By Mary Nguyen Barry

The Wall Street Journal released an exposé today on our stunningly defective higher education accreditation system.

warren-wsj

 

Via public records requests, the Journal asked for accreditation reports on colleges with extremely low graduation rates. They found “evaluation” comments wholly unrelated to student outcomes:

  • For the University of Maine at Augusta, which hasn’t had a graduation rate above 20% since 2004, accreditors wrote: “Students consistently reported, ‘we love this place’…[due to the] caring and supportive faculty and staff.”
  • Accreditors failed to note that Bluefield State College in West Virginia has failed to have a graduation rate above 25% since 2006. Instead, they noted that the new electronic signs on campus might be difficult for students to read while driving.

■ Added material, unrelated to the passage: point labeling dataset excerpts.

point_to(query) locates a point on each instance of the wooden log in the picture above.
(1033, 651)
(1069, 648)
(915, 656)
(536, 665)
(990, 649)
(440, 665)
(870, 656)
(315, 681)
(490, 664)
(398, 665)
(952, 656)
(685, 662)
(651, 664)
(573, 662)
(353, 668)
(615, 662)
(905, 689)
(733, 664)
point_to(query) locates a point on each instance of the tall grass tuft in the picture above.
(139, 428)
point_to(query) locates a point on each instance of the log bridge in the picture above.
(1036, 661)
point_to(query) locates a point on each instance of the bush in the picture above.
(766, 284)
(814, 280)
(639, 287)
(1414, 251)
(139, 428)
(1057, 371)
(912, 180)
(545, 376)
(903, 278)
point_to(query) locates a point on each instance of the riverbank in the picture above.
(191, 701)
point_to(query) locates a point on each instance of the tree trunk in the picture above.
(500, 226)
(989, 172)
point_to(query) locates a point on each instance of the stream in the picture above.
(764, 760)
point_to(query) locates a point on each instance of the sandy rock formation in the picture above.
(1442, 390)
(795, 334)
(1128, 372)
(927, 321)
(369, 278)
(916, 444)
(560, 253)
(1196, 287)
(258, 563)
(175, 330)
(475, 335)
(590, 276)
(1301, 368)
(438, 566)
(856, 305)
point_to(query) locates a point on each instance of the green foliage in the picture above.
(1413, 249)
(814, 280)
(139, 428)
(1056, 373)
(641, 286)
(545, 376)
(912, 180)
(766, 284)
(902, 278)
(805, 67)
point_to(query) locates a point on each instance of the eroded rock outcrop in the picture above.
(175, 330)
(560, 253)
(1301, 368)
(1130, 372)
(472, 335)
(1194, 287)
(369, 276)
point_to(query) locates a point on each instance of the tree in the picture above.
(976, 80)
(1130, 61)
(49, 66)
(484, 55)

The most damning response came from the President of the Southern Association accrediting agency. When the Journal asked if a college with a 10% graduation rate can do a good job, Belle Wheelan said: “It can be a good school for those 10% who graduate.” She also said that accreditors don’t follow “bright lines” when assessing performance because students enter college with different levels of academic preparation, resources, and goals.

Well, it turns out there is a way to set bright line minimum standards for college performance — even when considering colleges with different levels of student preparation and resources. As our previous analysis found, 9 times out of 10, a college with a graduation rate below 15% falls in the bottom of peer colleges serving similar students with similar academic credentials. In other words, 9 times out of 10, a student can fare much better attending another institution.

Related: The Soft Bigotry of Low Expectations Has No place in K-12 or Higher Education

Senator Elizabeth Warren nailed it at yesterday’s Senate HELP committee higher education accreditation hearing when she said:

[The Education Department] has power to cut off aid to fraudulent schools long before students are hurt and taxpayer dollars are wasted. If they don’t want taxpayers to pay for discharges when students get cheated, [department officials] should invest the time and resources early to make sure predatory schools never cheat those students in the first place.

That’s in line with what my colleague, Michael Dannenberg, and I previously recommended: minimum responsibility requirements for colleges to receive federal student financial aid dollars. We submit and The New York Times editorial page endorsed that under-resourced colleges ranking in the bottom five percent on graduation rates and default rates (15 percent and 28 percent, respectively) be given time and assistance to improve, but soon thereafter, absent improvement, be barred from receiving additional financial aid dollars. Students and taxpayers cannot be harmed indefinitely.

Related: Preventing the Next Corinthian, by Michael Dannenberg

Since there clearly seems to be a lack of interest, engagement, and will among the accreditors, we need more voices – like Senator Warren’s (D-MA), Senator Patty Murray (D-WA), and Senator Chris Murphy (D-CT) – at the federal level to push the U.S. Department of Education to embrace precisely the bright line, Tough Love standards that our higher education system desperately needs.

None of us can afford any more Corinthians.